TV Rain, a youth-focused Russian TV station often critical of the Kremlin, was shut down by state authorities on Thursday, but its staff got in one last full newscast that ended in a symbolic protest.
At the end of the night’s report, the staff gathered around the news desk. The anchors were overhead saying “no war” as everyone walked off together.
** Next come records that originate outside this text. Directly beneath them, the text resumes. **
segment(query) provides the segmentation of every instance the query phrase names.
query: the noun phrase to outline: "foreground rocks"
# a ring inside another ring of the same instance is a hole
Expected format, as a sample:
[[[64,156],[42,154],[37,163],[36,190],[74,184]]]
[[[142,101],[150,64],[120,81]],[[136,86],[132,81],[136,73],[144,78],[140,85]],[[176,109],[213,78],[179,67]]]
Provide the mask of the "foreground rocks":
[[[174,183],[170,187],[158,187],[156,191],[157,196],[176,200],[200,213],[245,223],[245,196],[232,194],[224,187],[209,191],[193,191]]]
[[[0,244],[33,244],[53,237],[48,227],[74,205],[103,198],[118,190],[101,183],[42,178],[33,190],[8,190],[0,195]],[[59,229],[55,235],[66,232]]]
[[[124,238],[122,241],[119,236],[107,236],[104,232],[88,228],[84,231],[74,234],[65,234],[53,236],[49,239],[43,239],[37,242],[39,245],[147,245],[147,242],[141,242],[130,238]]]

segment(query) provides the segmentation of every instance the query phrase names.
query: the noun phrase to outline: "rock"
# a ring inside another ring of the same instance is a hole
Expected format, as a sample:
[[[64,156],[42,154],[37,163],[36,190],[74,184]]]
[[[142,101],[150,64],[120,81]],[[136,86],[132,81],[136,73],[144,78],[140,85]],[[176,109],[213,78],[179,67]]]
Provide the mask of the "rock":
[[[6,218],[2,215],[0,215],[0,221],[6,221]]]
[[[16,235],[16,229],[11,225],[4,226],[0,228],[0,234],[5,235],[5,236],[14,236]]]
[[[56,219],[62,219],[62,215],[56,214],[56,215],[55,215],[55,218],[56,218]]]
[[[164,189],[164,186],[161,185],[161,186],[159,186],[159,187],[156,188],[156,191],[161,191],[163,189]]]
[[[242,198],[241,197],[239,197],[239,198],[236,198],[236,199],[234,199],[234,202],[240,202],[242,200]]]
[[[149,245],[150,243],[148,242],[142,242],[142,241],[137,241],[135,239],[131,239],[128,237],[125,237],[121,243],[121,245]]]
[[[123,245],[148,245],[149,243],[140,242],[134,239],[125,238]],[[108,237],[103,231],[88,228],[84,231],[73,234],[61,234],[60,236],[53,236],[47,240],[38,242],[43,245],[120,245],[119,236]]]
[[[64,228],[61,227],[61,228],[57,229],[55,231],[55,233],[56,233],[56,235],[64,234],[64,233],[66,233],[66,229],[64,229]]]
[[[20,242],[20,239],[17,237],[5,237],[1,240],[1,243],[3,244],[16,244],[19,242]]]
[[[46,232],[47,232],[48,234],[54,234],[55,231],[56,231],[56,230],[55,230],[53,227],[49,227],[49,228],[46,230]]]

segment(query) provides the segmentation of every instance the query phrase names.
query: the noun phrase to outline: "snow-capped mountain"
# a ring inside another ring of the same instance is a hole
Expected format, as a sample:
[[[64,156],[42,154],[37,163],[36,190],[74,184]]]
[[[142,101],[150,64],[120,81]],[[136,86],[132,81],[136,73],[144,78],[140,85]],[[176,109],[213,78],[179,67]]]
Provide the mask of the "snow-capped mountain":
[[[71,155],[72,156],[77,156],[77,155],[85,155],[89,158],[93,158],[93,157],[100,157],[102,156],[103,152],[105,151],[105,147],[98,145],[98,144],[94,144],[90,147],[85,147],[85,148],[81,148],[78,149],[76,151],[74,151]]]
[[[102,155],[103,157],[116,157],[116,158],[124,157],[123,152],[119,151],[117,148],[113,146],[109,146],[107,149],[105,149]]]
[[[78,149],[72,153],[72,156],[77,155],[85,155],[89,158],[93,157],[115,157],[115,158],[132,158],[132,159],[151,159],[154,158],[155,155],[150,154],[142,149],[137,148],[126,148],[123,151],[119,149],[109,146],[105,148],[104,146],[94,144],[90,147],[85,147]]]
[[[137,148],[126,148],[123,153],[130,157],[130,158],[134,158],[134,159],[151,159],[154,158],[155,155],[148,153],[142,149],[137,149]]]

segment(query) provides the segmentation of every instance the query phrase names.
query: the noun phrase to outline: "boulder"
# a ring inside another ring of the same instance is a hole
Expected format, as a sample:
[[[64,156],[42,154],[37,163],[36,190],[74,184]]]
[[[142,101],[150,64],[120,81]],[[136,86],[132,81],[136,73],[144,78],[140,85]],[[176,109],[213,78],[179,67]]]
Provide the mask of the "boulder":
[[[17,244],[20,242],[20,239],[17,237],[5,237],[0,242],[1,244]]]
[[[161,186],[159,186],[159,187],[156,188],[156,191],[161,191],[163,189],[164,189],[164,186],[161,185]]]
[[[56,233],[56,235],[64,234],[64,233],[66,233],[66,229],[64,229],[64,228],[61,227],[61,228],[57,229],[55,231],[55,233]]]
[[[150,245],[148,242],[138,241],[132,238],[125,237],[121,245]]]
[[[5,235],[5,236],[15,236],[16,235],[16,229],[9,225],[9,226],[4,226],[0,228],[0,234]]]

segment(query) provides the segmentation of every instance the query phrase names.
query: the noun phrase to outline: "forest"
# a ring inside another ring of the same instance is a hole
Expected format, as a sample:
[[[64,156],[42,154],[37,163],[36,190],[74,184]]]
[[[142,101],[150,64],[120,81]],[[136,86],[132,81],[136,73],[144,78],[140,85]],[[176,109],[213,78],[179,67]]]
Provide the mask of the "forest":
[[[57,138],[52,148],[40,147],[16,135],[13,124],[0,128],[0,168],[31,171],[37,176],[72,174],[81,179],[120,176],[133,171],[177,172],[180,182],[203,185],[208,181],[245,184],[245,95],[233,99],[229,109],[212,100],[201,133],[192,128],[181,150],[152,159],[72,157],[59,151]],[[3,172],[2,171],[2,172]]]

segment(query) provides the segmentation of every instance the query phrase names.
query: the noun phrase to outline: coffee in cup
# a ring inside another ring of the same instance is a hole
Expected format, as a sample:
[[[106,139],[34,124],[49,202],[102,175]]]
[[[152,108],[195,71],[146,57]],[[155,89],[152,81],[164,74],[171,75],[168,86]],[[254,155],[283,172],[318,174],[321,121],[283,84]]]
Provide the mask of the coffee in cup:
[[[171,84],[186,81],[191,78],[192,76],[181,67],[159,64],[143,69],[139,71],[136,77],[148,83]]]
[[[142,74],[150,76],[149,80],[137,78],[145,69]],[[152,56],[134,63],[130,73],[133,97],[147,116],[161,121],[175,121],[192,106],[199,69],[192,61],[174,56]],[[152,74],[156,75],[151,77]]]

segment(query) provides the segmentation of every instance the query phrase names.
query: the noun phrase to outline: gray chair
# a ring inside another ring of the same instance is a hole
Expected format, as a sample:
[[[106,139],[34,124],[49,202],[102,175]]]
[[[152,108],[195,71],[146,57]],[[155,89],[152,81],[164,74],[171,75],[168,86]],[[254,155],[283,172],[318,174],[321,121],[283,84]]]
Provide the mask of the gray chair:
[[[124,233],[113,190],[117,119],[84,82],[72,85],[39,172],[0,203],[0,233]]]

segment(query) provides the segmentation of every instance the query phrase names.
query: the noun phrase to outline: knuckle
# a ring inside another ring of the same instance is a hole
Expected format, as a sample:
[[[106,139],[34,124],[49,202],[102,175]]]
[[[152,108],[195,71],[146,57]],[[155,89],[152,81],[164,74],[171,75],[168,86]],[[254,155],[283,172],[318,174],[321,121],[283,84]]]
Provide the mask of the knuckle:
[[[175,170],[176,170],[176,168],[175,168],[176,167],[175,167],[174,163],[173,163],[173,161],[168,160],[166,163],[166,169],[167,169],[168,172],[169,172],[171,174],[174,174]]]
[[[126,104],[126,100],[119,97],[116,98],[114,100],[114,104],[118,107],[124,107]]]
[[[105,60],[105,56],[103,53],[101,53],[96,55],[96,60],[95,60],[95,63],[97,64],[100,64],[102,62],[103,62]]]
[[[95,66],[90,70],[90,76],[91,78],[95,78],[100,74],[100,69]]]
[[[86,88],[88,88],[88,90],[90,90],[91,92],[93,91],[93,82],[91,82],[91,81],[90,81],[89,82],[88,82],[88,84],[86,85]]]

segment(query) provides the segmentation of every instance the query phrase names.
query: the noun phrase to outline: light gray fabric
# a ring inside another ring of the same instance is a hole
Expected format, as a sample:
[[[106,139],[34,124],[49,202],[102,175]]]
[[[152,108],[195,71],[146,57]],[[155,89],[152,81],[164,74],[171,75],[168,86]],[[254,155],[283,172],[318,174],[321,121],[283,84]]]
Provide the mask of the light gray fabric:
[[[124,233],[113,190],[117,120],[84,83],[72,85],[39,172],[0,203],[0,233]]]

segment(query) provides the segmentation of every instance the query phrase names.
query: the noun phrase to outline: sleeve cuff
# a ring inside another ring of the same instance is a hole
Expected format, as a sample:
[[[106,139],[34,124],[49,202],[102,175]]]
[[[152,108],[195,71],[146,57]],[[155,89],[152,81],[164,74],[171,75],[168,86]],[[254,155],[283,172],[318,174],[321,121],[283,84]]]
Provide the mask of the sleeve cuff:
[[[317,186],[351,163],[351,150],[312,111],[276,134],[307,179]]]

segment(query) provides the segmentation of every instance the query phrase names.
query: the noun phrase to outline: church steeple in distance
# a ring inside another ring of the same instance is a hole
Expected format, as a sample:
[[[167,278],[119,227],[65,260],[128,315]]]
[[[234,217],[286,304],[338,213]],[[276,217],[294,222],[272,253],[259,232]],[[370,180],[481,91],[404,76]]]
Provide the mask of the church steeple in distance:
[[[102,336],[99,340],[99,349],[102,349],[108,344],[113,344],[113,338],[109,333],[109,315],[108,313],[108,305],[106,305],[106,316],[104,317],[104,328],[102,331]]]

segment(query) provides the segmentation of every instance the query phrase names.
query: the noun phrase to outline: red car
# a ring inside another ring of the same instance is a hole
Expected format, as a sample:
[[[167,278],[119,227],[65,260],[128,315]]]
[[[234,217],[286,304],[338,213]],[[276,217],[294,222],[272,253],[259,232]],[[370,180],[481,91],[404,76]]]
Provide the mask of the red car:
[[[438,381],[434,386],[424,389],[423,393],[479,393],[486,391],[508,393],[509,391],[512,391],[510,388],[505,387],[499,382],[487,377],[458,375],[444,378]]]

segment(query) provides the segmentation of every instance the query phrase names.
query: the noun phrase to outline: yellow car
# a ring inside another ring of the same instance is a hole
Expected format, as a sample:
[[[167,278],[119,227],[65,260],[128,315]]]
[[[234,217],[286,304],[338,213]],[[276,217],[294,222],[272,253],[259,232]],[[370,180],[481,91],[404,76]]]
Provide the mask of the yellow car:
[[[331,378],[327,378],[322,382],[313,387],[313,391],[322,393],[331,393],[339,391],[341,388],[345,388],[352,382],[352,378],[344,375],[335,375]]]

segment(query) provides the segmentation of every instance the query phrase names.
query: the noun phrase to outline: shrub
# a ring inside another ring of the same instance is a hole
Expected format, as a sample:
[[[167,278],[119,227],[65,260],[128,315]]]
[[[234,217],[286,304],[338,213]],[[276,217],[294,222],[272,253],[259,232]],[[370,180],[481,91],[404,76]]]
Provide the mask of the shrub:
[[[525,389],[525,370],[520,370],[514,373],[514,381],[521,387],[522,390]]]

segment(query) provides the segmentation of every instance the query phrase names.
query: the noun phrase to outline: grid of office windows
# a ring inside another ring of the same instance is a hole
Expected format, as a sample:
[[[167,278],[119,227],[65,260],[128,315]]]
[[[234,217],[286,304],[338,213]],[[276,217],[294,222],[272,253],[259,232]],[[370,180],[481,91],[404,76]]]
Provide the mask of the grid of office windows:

The broadcast image of the empty studio was replaced by the TV station’s logo and a message asking for donations before the telecast cut to old footage from a performance of Tchaikovsky’s ballet Swan Lake.
The Swan Lake bit was an inspired, highly-evocative gesture, especially for Russians who could recall the coup of August 1991 when, unable to actually report the news, stations simply played footage of the ballet for three days nonstop.
Russia has shut down its last independent media outlet, TV Rain.
TV Rain staffers escaped from the studio after finding out special forces were going to storm the building.
This was their last broadcast. pic.twitter.com/JaBMYSCKqa
— Mythinformed MKE (@MythinformedMKE) March 3, 2022
Russian telecommunications regulator Roskomnadzor, announced this week it was banning TV Rain, accusing it of inciting protests and disrupting the public, according to the New York Times.
TV Rain was excised from cable bundles in 2014. The channel had persevered online and on YouTube as an independent voice often critical of the Kremlin.
The Times also reported that Echo of Moscow, the independent-leaning radio station “founded by Soviet dissidents in 1990 and that symbolized Russia’s new freedoms,” was recently shut down by its board. Ironically, given its origins, the station was owned by Gasprom, Russia’s government-owned energy behemoth.